Large and small pueblos of 1100-1300 and earlier pit-houses; several Anasazi sites as well as Sinagua—the frontier between these two cultures was not the Little Colorado, but lay some distance west into the Wupatki area, and varied from time to time. Still other cultural influences are observed. One unique feature is a masonry-walled ball-court beside Wupatki Pueblo and near the monument headquarters, fifteen miles east of U. S.-89 and forty-five miles from Flagstaff, Arizona. No museum. No accommodations at the monument.
WALNUT CANYON NATIONAL MONUMENT.
Very small cliff-dwellings in sandstone ledges of a narrow chasm twelve miles east of Flagstaff, not far from Highway 66. No exhibits installed in Museum. No accommodations at the monument.
TUZIGOOT NATIONAL MONUMENT.
An excavated and partially restored hilltop pueblo, which reached its maximum in the fourteenth century. Comparatively large museum housing extensive collection close to Clarkdale, Arizona, and readily accessible from U. S.-89.

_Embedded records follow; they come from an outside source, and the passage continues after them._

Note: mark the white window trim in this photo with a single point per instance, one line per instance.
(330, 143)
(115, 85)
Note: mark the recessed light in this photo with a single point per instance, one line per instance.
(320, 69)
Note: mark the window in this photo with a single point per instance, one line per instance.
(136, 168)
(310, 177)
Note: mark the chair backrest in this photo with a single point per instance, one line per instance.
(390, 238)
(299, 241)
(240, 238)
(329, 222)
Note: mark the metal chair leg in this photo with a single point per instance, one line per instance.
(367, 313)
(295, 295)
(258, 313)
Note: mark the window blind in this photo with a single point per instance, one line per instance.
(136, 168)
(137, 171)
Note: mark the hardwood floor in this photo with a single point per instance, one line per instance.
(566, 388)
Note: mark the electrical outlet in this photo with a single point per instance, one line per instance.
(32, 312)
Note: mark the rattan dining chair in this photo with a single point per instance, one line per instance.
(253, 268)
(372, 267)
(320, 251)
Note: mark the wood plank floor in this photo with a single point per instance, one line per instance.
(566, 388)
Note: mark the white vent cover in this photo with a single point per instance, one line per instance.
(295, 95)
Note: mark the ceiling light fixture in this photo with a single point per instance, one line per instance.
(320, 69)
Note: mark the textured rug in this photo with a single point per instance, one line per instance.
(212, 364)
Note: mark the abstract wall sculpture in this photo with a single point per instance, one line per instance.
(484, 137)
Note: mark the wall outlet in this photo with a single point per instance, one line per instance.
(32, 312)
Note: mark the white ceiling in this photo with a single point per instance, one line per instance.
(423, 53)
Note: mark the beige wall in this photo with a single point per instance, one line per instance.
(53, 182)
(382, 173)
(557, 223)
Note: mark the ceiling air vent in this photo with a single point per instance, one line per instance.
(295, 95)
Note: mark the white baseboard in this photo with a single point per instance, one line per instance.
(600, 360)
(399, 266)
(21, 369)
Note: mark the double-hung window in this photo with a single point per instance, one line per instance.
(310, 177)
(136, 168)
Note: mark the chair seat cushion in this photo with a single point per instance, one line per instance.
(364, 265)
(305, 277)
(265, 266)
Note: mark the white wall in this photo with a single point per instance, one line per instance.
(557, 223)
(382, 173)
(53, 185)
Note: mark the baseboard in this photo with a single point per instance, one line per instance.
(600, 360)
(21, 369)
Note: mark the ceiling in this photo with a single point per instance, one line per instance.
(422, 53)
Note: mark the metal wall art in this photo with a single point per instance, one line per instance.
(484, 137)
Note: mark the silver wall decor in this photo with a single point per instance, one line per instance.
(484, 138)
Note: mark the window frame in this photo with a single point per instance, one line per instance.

MONTEZUMA CASTLE NATIONAL MONUMENT.
A five-story cliff-dwelling of the same period as Tuzigoot pueblo, near Camp Verde, Arizona, and readily accessible from Highway U. S.-89. Small museum. No accommodations at the monument. Also included in this monument is Montezuma Well, nine miles northeast, with small cliff-dwellings in a limestone sinkhole containing a “bottomless” lake. Highly unusual archaeological features at Montezuma Well are cist-graves undercut in soft limestone, and travertine-encrusted prehistoric irrigation ditches.